The amount of child support can be agreed upon by the parents and entered by the court as an order. Otherwise, it is usually determined with the aid of the Massachusetts Child Support Guidelines. Some of the factors considered are the income of each parent, number and age of children, child care costs and the child’s health insurance coverage, and extraordinary expenses (such as travel for visitation). The court may also determine the amount based on how much the person could be earning rather than on actual income, if it feels that the person is not making a reasonable effort to earn more.
Payments are usually made through “income assignment,” in which child support is deducted from the parent’s paycheck and sent it to the DOR, which in turn sends it on to the custodial parent.
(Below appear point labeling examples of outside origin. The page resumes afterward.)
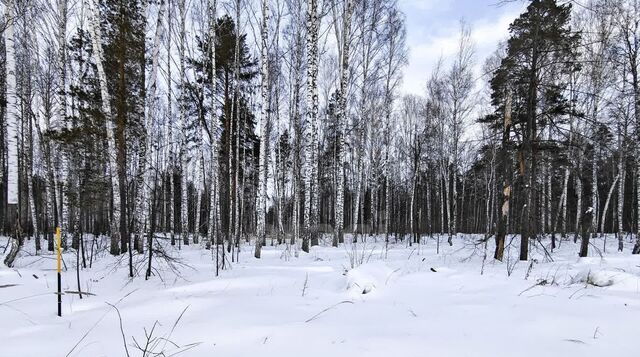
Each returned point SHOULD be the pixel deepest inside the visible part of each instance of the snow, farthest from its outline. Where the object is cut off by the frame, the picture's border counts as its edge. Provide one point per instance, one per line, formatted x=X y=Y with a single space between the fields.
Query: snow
x=404 y=301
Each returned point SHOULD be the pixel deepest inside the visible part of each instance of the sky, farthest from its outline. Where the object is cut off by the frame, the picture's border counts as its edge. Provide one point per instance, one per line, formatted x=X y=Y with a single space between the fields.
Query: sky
x=433 y=29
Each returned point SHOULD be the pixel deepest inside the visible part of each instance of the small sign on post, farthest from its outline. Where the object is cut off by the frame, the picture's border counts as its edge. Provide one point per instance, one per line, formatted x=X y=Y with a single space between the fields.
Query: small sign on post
x=59 y=260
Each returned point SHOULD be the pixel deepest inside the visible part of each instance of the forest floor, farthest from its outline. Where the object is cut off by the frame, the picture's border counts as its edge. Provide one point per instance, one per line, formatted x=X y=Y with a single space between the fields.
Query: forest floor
x=398 y=301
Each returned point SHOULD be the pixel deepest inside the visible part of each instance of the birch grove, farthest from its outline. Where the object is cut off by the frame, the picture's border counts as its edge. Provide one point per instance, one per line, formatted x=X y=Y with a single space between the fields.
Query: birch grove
x=232 y=125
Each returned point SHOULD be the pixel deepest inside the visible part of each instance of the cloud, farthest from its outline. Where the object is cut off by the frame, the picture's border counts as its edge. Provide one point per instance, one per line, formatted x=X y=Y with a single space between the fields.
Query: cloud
x=428 y=41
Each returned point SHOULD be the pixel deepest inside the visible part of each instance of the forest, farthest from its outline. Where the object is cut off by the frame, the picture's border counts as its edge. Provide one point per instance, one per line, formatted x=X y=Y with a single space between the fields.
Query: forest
x=239 y=177
x=115 y=124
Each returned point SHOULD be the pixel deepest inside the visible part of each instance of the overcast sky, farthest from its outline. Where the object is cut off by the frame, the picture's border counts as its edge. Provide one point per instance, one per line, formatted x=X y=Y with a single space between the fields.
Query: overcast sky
x=433 y=28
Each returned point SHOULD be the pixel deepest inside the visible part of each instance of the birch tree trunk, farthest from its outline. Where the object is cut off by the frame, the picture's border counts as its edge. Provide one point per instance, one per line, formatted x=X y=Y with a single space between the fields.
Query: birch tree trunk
x=312 y=25
x=342 y=117
x=264 y=139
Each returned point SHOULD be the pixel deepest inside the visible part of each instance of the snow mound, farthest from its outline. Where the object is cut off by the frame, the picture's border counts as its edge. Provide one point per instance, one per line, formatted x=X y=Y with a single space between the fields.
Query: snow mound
x=368 y=277
x=615 y=279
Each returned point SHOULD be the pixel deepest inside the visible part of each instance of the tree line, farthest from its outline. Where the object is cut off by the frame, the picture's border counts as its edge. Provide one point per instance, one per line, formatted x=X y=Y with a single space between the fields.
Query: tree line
x=282 y=122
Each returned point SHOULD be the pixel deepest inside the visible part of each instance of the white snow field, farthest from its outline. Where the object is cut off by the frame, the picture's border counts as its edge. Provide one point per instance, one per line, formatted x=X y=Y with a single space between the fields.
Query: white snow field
x=401 y=301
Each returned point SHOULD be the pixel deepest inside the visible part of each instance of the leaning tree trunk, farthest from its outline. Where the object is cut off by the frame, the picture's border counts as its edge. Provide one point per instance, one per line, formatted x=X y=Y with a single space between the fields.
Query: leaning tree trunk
x=12 y=136
x=96 y=37
x=264 y=140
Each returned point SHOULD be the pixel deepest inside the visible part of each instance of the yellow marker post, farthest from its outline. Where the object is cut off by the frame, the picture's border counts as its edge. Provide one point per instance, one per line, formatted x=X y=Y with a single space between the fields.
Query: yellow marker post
x=59 y=244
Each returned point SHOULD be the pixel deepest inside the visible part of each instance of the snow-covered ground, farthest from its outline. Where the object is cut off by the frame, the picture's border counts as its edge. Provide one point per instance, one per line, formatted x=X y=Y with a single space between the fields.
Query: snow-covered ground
x=401 y=301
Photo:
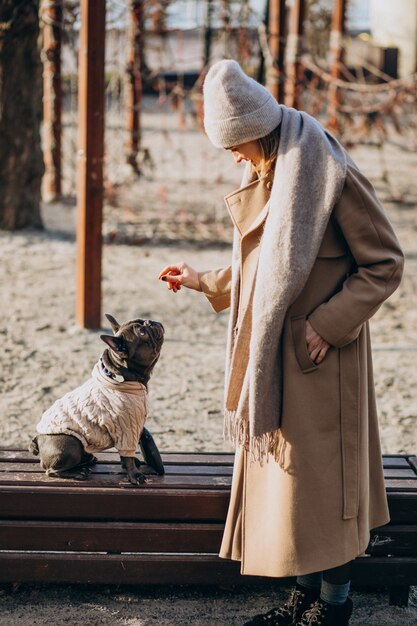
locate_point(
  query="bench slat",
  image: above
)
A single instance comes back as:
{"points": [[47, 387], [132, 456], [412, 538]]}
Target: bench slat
{"points": [[189, 458], [121, 504], [116, 536], [114, 479], [169, 569], [110, 536], [115, 468], [183, 458]]}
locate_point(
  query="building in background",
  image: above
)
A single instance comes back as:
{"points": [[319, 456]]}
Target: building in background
{"points": [[394, 23]]}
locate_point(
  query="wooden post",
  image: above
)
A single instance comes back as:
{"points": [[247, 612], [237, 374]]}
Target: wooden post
{"points": [[208, 33], [135, 83], [90, 162], [277, 33], [294, 49], [336, 58], [52, 18]]}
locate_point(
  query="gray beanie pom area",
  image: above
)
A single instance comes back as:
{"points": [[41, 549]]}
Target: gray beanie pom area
{"points": [[237, 108]]}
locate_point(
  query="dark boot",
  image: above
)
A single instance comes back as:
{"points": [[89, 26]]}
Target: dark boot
{"points": [[324, 614], [289, 613]]}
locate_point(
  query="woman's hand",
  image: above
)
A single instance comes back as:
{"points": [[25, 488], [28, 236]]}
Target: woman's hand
{"points": [[180, 275], [317, 347]]}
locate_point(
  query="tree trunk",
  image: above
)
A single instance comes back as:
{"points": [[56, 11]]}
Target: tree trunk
{"points": [[21, 162]]}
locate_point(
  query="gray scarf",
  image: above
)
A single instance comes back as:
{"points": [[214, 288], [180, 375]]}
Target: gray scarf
{"points": [[310, 173]]}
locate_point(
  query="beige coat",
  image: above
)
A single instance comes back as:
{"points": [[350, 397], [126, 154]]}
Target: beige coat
{"points": [[316, 510]]}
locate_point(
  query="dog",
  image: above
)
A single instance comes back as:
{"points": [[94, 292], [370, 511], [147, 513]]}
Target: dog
{"points": [[109, 410]]}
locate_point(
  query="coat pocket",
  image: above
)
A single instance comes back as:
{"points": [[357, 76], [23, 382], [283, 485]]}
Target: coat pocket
{"points": [[298, 330]]}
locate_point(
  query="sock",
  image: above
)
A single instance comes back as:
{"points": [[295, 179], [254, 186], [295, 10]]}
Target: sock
{"points": [[311, 581], [334, 594]]}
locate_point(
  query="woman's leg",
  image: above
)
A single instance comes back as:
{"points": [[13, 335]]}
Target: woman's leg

This procedure may be waived by mutual agreement or a judge’s order. If you lose your job, you may request a reduction in your child support by filing a complaint for modification, and scheduling the matter for a hearing before the Probate Court judge.
If a parent fails to make his or her child support payments, the other parent may file a complaint for contempt with the probate court. Some parents try to use the children as a weapon, hindering visitation when the other is defaulting on payments. This should be avoided and it is grounds for a contempt of court action. There is no connection between paying child support and visitation rights. Paying child support does not automatically entitle a person to have visitation rights with the child, and failure to pay does not cancel these rights. Child support stops when the child turns 18,but can continue until age 23 if the child resides with their parent and is dependent upon that parent for support, or is a full time student in a college or other post secondary educational program.